Bagdá era – e ainda é – um barril de pólvora. Os soldados norte-americanos quase diariamente são vítimas de pequenos ataques isolados. Meses após o fim da guerra, o caos no país ocupado persiste e as tensões aumentam. Não era, portanto, improvável que algo de maiores proporções ocorresse. O que muitos não imaginavam era que os ataques chegariam até a ONU, que não apoiara a invasão e tinha ali o papel de conduzir o processo de devolução do controle do Iraque aos iraquianos.
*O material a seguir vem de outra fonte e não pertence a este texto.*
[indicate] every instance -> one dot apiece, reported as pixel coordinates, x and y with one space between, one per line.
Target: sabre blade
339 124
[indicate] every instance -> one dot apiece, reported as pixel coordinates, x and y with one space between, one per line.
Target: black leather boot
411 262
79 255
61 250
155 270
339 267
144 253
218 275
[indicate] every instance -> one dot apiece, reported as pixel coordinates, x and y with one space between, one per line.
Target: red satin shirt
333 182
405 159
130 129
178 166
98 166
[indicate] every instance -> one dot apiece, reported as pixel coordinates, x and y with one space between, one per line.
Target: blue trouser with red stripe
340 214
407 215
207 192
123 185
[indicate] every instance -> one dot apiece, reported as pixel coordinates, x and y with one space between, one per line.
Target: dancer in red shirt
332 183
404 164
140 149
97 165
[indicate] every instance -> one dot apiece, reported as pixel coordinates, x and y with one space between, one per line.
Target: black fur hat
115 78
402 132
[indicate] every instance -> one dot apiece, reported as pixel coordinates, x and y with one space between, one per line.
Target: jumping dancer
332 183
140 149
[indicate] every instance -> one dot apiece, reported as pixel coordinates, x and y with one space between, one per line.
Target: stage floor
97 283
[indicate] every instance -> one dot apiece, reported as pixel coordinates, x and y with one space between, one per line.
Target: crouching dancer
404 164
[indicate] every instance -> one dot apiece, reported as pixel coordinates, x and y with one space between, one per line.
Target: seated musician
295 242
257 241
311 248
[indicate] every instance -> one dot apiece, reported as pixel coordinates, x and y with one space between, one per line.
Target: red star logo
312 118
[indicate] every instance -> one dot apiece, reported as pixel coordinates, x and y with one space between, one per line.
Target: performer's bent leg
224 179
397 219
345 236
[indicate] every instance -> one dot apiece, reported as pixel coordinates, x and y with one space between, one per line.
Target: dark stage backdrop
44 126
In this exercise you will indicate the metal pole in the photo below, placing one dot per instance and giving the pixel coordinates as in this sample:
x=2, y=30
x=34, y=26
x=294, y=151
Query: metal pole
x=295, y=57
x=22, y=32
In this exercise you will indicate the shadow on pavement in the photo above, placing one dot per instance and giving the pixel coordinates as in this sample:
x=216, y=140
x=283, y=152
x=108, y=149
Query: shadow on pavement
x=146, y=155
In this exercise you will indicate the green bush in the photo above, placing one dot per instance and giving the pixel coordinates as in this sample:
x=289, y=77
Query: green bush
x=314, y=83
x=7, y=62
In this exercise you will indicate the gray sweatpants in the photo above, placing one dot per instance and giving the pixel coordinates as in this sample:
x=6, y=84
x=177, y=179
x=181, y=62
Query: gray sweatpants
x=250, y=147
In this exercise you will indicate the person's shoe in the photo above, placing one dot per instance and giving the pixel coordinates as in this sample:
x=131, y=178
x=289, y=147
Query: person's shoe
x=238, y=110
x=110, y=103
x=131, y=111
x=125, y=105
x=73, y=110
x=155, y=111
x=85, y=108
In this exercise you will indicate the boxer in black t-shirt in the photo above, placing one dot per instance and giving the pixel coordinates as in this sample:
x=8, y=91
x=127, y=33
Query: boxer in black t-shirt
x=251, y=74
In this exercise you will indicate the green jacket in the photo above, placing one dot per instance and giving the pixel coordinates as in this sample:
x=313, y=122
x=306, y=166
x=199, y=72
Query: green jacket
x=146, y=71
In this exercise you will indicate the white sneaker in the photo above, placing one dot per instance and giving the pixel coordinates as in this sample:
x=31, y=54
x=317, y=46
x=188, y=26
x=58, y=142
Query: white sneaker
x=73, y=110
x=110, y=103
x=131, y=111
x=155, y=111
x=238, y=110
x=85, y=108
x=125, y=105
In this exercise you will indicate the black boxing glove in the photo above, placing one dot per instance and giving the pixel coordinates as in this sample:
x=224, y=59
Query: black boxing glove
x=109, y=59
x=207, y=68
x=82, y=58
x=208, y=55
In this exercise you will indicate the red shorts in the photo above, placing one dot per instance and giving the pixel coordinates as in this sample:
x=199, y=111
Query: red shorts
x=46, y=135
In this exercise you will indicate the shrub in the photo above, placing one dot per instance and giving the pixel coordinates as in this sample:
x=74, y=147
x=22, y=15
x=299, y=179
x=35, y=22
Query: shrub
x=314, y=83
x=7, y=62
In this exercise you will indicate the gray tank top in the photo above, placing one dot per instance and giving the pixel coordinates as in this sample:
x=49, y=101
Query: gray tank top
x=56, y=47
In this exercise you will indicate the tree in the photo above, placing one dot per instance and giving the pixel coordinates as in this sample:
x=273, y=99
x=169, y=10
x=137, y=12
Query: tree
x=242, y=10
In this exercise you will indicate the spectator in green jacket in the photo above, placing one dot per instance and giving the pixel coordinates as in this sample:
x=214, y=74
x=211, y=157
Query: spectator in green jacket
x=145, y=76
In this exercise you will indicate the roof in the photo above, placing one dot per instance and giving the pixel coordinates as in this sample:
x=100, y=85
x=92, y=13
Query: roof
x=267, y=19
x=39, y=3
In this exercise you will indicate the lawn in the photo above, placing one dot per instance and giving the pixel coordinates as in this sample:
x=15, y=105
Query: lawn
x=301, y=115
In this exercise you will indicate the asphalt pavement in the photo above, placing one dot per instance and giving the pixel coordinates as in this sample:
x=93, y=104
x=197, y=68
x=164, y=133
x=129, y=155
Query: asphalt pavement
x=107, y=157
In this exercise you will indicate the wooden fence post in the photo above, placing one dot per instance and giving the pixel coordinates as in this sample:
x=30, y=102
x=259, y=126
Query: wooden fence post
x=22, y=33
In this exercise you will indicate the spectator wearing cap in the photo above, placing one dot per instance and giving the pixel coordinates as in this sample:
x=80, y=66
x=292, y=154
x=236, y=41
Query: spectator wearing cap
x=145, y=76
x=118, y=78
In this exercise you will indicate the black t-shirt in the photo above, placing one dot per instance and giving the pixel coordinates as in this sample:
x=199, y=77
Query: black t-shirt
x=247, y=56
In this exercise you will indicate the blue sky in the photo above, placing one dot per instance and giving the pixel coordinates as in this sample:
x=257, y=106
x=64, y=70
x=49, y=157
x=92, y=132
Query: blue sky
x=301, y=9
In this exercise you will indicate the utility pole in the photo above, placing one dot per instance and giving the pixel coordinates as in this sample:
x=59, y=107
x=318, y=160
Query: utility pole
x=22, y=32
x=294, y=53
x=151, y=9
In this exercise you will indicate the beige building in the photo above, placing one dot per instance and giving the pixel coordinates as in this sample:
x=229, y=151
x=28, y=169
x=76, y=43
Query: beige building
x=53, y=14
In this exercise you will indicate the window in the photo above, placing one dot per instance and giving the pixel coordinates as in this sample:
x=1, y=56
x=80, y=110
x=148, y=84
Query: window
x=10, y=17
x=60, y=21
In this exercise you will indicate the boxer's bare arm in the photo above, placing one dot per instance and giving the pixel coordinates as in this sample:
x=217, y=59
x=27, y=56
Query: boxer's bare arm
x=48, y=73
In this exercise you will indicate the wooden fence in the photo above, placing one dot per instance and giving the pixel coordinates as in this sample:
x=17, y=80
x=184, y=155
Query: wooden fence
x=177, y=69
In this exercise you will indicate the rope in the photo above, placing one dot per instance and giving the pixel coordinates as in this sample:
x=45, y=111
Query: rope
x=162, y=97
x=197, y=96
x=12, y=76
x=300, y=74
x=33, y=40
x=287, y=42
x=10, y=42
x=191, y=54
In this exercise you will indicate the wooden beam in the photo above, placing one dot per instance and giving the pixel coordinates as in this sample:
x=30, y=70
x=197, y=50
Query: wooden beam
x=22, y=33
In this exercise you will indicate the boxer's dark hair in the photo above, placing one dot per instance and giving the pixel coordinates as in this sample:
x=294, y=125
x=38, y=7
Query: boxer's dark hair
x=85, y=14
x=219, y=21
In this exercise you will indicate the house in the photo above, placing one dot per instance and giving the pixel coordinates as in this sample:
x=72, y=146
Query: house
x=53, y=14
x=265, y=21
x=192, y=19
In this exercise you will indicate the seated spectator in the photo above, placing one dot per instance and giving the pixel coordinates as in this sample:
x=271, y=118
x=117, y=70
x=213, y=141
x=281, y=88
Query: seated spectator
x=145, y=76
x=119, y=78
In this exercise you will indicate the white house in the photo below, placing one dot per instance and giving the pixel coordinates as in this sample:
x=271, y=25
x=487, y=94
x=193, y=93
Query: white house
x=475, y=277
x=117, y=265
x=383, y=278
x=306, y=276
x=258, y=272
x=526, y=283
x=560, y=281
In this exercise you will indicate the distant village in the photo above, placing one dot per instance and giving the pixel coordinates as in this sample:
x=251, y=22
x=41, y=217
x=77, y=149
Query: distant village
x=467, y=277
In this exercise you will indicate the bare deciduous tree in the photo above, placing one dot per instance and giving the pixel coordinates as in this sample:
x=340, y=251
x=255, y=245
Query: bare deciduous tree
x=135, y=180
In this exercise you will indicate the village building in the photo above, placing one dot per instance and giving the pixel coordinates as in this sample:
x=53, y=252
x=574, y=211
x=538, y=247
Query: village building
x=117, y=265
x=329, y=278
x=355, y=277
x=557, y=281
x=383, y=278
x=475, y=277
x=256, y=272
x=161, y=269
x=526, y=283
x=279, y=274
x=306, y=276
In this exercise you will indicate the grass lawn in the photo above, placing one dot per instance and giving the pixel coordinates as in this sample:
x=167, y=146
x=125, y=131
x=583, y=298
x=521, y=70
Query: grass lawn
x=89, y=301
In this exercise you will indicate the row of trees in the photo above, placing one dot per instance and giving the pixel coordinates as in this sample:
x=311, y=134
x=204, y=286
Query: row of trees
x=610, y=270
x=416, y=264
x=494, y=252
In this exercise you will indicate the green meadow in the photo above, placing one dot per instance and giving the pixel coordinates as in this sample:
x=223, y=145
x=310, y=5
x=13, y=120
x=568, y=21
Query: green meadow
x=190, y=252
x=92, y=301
O próprio Sérgio, em entrevista concedida ao jornal “O Estado de São Paulo” apenas dois dias antes do atentado, disse que em Bagdá não se sentia em perigo como em outros lugares onde estivera trabalhando. Ao responder se a ONU não poderia ser um alvo para terroristas, foi firme: “Não acredito. A ONU ainda é muito respeitada pela população local. Os iraquianos, ao contrário do que sentem pelas forças de ocupação, olham para a ONU como uma organização independente e amiga. Por isso acho que confiam no nosso trabalho e sabem que estamos aqui para ajudá-los”.
Sérgio já vira esse filme antes. Em seus 33 anos de carreira diplomática, era quase um especialista em situações de crise. Servira às Nações Unidas no Camboja, em Bangladesh e nos pós-guerra de Kosovo e de Timor Leste. Mais um mês e estaria de volta ao porto seguro da sede da organização, em Genebra, onde há quase um ano chefiava o escritório do Alto Comissariado das Nações Unidas para os Direitos Humanos. Mas, como costumava dizer, ele era um diplomata que gostava de “sujar as botas”.
Em fevereiro, na Universidade de Columbia, em Nova York, durante o Sur International Meeting, evento que comemorava o décimo aniversário do órgão que comandava, Sérgio destacou como sua grande preocupação a “questão T” – uma referência ao terrorismo internacional. “Não sei se por uma trágica coincidência ou por premonição, ele morreu justamente como vítima daquilo que combatia”, lamenta Oscar Vilhena Vieira, diretor executivo da Conectas Direitos Humanos, que organizava o evento.
Foi o último contato que tiveram, embora de lá pra cá tivessem prosseguido os entendimentos para formação de uma parceria que pudesse ampliar os direitos humanos no hemisfério sul. Segundo Oscar Vilhena, Sérgio percebia que para esses países havia uma dificuldade muito maior de acesso à ONU. “Vejo que hoje, até mesmo diante dos acontecimentos, há uma clareza dramática dessa situação: é preciso levar em consideração os interlocutores que até então não eram ouvidos, é fundamental ouvir a outra cultura e seus argumentos”, defende.
Para Vilhena, o assassinato de Sérgio Vieira de Mello deve servir de alerta à ONU para que a organização reveja seu desempenho como interlocutora. “Sua submissão à diplomacia unilateral que os EUA vêm praticando é ineficaz e pode resultar em tragédias como essa”, adverte.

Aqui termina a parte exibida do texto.